Bundesanwaltschaft blockiert Konten im Korruptionsfall Shell/Eni

Manager der Ölkonzerne Shell und Eni müssen sich wegen mutmasslicher Korruption in Nigeria und in Italien vor Gericht verantworten. Der Fall hat auch einen Bezug zur Schweiz. Die Bundesanwaltschaft hat auf Ersuchen der italienischen Justiz verschiedene Konten blockiert.
19.03.2018 13:22

Er gilt als einer der grössten Korruptionsfälle in Europa: Die nigerianische und die Mailänder Staatsanwaltschaft werfen verschiedenen Verantwortlichen der italienischen Eni und der britischen Shell vor, im Zusammenhang mit einer Förderlizenz in Nigeria Schmiergelder in Millionenhöhe bezahlt zu haben. Von den nigerianischen Behörden wird die Summe von 801 Mio USD genannt.

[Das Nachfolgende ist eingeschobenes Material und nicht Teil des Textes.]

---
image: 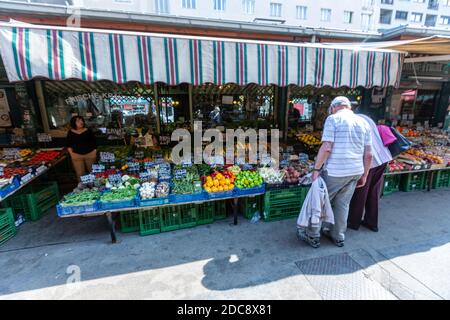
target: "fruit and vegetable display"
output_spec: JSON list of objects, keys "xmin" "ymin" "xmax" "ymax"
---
[
  {"xmin": 258, "ymin": 167, "xmax": 285, "ymax": 184},
  {"xmin": 203, "ymin": 170, "xmax": 235, "ymax": 193},
  {"xmin": 60, "ymin": 188, "xmax": 101, "ymax": 206},
  {"xmin": 236, "ymin": 170, "xmax": 264, "ymax": 189}
]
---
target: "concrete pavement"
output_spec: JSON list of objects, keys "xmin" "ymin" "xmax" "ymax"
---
[{"xmin": 0, "ymin": 190, "xmax": 450, "ymax": 299}]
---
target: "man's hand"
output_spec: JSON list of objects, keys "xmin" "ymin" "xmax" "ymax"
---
[
  {"xmin": 356, "ymin": 176, "xmax": 367, "ymax": 188},
  {"xmin": 311, "ymin": 171, "xmax": 320, "ymax": 182}
]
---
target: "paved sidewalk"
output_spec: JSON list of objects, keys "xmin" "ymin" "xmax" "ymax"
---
[{"xmin": 0, "ymin": 190, "xmax": 450, "ymax": 299}]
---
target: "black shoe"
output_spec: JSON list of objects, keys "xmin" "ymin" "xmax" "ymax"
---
[
  {"xmin": 361, "ymin": 221, "xmax": 378, "ymax": 232},
  {"xmin": 297, "ymin": 230, "xmax": 320, "ymax": 248},
  {"xmin": 322, "ymin": 229, "xmax": 344, "ymax": 248},
  {"xmin": 347, "ymin": 224, "xmax": 359, "ymax": 231}
]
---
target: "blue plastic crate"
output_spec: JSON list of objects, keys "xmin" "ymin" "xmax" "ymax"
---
[
  {"xmin": 99, "ymin": 199, "xmax": 136, "ymax": 210},
  {"xmin": 234, "ymin": 184, "xmax": 266, "ymax": 196},
  {"xmin": 137, "ymin": 197, "xmax": 169, "ymax": 207},
  {"xmin": 169, "ymin": 192, "xmax": 208, "ymax": 203},
  {"xmin": 208, "ymin": 190, "xmax": 234, "ymax": 199},
  {"xmin": 56, "ymin": 201, "xmax": 99, "ymax": 217}
]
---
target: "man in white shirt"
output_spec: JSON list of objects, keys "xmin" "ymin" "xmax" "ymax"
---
[
  {"xmin": 308, "ymin": 97, "xmax": 372, "ymax": 247},
  {"xmin": 347, "ymin": 114, "xmax": 392, "ymax": 232}
]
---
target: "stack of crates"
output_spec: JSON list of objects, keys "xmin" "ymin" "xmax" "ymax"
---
[
  {"xmin": 6, "ymin": 181, "xmax": 59, "ymax": 221},
  {"xmin": 239, "ymin": 196, "xmax": 263, "ymax": 219},
  {"xmin": 197, "ymin": 201, "xmax": 215, "ymax": 225},
  {"xmin": 383, "ymin": 174, "xmax": 400, "ymax": 196},
  {"xmin": 0, "ymin": 208, "xmax": 17, "ymax": 245},
  {"xmin": 400, "ymin": 172, "xmax": 427, "ymax": 192},
  {"xmin": 432, "ymin": 169, "xmax": 450, "ymax": 189},
  {"xmin": 264, "ymin": 186, "xmax": 309, "ymax": 221}
]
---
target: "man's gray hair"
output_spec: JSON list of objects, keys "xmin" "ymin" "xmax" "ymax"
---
[{"xmin": 331, "ymin": 96, "xmax": 352, "ymax": 108}]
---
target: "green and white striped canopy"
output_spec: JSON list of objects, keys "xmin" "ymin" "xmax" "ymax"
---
[{"xmin": 0, "ymin": 24, "xmax": 404, "ymax": 88}]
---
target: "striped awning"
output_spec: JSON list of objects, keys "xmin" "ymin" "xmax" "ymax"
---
[{"xmin": 0, "ymin": 23, "xmax": 404, "ymax": 88}]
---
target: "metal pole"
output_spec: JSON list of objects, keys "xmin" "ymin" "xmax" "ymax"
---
[
  {"xmin": 153, "ymin": 83, "xmax": 161, "ymax": 135},
  {"xmin": 34, "ymin": 80, "xmax": 50, "ymax": 133}
]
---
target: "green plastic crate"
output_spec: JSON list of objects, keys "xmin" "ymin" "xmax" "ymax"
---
[
  {"xmin": 400, "ymin": 172, "xmax": 427, "ymax": 192},
  {"xmin": 6, "ymin": 181, "xmax": 59, "ymax": 221},
  {"xmin": 119, "ymin": 211, "xmax": 140, "ymax": 233},
  {"xmin": 197, "ymin": 202, "xmax": 215, "ymax": 225},
  {"xmin": 138, "ymin": 208, "xmax": 162, "ymax": 236},
  {"xmin": 432, "ymin": 169, "xmax": 450, "ymax": 189},
  {"xmin": 0, "ymin": 208, "xmax": 17, "ymax": 245},
  {"xmin": 213, "ymin": 200, "xmax": 227, "ymax": 220},
  {"xmin": 239, "ymin": 196, "xmax": 263, "ymax": 219},
  {"xmin": 383, "ymin": 174, "xmax": 400, "ymax": 196},
  {"xmin": 264, "ymin": 186, "xmax": 309, "ymax": 221}
]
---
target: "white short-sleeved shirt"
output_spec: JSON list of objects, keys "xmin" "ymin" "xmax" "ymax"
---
[{"xmin": 322, "ymin": 109, "xmax": 372, "ymax": 177}]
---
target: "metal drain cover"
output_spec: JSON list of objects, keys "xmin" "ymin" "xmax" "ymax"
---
[{"xmin": 295, "ymin": 253, "xmax": 397, "ymax": 300}]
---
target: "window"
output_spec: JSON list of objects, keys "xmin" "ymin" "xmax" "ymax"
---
[
  {"xmin": 320, "ymin": 9, "xmax": 331, "ymax": 21},
  {"xmin": 411, "ymin": 12, "xmax": 423, "ymax": 22},
  {"xmin": 439, "ymin": 16, "xmax": 450, "ymax": 25},
  {"xmin": 214, "ymin": 0, "xmax": 227, "ymax": 11},
  {"xmin": 380, "ymin": 9, "xmax": 392, "ymax": 24},
  {"xmin": 361, "ymin": 13, "xmax": 372, "ymax": 31},
  {"xmin": 344, "ymin": 11, "xmax": 353, "ymax": 23},
  {"xmin": 297, "ymin": 6, "xmax": 308, "ymax": 20},
  {"xmin": 242, "ymin": 0, "xmax": 255, "ymax": 14},
  {"xmin": 155, "ymin": 0, "xmax": 169, "ymax": 13},
  {"xmin": 395, "ymin": 10, "xmax": 408, "ymax": 20},
  {"xmin": 183, "ymin": 0, "xmax": 197, "ymax": 9},
  {"xmin": 428, "ymin": 0, "xmax": 439, "ymax": 10},
  {"xmin": 270, "ymin": 3, "xmax": 281, "ymax": 17},
  {"xmin": 425, "ymin": 14, "xmax": 437, "ymax": 27}
]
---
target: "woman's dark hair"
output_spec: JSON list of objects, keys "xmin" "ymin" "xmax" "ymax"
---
[{"xmin": 70, "ymin": 116, "xmax": 86, "ymax": 130}]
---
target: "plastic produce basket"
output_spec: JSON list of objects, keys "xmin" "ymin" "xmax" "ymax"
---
[
  {"xmin": 6, "ymin": 182, "xmax": 59, "ymax": 221},
  {"xmin": 432, "ymin": 169, "xmax": 450, "ymax": 189},
  {"xmin": 56, "ymin": 201, "xmax": 99, "ymax": 217},
  {"xmin": 383, "ymin": 174, "xmax": 401, "ymax": 196},
  {"xmin": 239, "ymin": 196, "xmax": 263, "ymax": 219},
  {"xmin": 234, "ymin": 184, "xmax": 266, "ymax": 196},
  {"xmin": 0, "ymin": 208, "xmax": 17, "ymax": 245},
  {"xmin": 264, "ymin": 186, "xmax": 309, "ymax": 221},
  {"xmin": 169, "ymin": 192, "xmax": 207, "ymax": 203},
  {"xmin": 197, "ymin": 202, "xmax": 215, "ymax": 225},
  {"xmin": 138, "ymin": 208, "xmax": 162, "ymax": 236},
  {"xmin": 400, "ymin": 172, "xmax": 427, "ymax": 192}
]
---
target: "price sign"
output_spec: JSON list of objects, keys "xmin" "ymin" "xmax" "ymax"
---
[
  {"xmin": 139, "ymin": 171, "xmax": 150, "ymax": 181},
  {"xmin": 92, "ymin": 164, "xmax": 105, "ymax": 173},
  {"xmin": 108, "ymin": 174, "xmax": 122, "ymax": 185},
  {"xmin": 36, "ymin": 165, "xmax": 47, "ymax": 174},
  {"xmin": 3, "ymin": 148, "xmax": 20, "ymax": 158},
  {"xmin": 80, "ymin": 174, "xmax": 95, "ymax": 184},
  {"xmin": 20, "ymin": 173, "xmax": 33, "ymax": 184},
  {"xmin": 127, "ymin": 162, "xmax": 141, "ymax": 171},
  {"xmin": 144, "ymin": 161, "xmax": 155, "ymax": 169},
  {"xmin": 174, "ymin": 169, "xmax": 187, "ymax": 179},
  {"xmin": 37, "ymin": 133, "xmax": 52, "ymax": 142},
  {"xmin": 134, "ymin": 150, "xmax": 144, "ymax": 160},
  {"xmin": 100, "ymin": 152, "xmax": 116, "ymax": 162}
]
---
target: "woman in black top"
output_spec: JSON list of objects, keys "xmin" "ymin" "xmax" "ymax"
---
[{"xmin": 67, "ymin": 116, "xmax": 97, "ymax": 180}]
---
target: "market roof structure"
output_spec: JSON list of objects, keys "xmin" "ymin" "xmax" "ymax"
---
[{"xmin": 0, "ymin": 22, "xmax": 404, "ymax": 88}]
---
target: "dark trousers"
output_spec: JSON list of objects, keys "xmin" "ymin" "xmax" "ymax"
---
[{"xmin": 348, "ymin": 164, "xmax": 386, "ymax": 228}]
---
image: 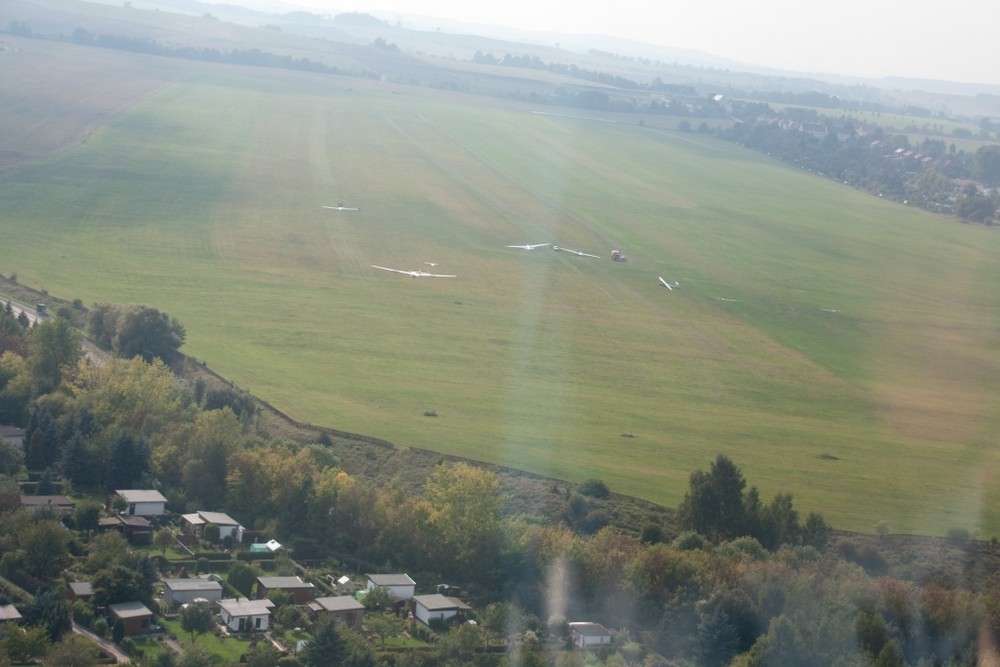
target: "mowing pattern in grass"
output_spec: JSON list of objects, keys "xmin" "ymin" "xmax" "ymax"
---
[{"xmin": 0, "ymin": 57, "xmax": 1000, "ymax": 535}]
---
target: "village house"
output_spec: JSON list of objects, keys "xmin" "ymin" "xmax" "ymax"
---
[
  {"xmin": 257, "ymin": 577, "xmax": 316, "ymax": 604},
  {"xmin": 115, "ymin": 489, "xmax": 167, "ymax": 516},
  {"xmin": 0, "ymin": 604, "xmax": 21, "ymax": 624},
  {"xmin": 163, "ymin": 577, "xmax": 222, "ymax": 605},
  {"xmin": 181, "ymin": 510, "xmax": 246, "ymax": 542},
  {"xmin": 569, "ymin": 622, "xmax": 611, "ymax": 648},
  {"xmin": 309, "ymin": 595, "xmax": 365, "ymax": 630},
  {"xmin": 68, "ymin": 581, "xmax": 94, "ymax": 602},
  {"xmin": 108, "ymin": 602, "xmax": 153, "ymax": 635},
  {"xmin": 413, "ymin": 593, "xmax": 470, "ymax": 625},
  {"xmin": 21, "ymin": 496, "xmax": 76, "ymax": 512},
  {"xmin": 217, "ymin": 598, "xmax": 274, "ymax": 632},
  {"xmin": 0, "ymin": 425, "xmax": 24, "ymax": 451},
  {"xmin": 97, "ymin": 514, "xmax": 153, "ymax": 545},
  {"xmin": 366, "ymin": 574, "xmax": 417, "ymax": 602}
]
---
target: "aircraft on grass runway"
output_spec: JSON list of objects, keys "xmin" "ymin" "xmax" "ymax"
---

Die Schweizer Bundesanwaltschaft (BA) hat in diesem Fall auf Ersuchen der Mailänder Staatsanwaltschaft Vermögenswerte beschlagnahmt und den italienischen Behörden Informationen geliefert, bestätigt die BA einen Bericht von Tamedia-Zeitungen. Die BA habe ein entsprechendes Rechtshilfeersuchen vollzogen und die gewünschten Informationen übermittelt, schreibt die BA auf Anfrage. "Über die Höhe der beschlagnahmten Vermögenswerte äussert sich die BA nicht."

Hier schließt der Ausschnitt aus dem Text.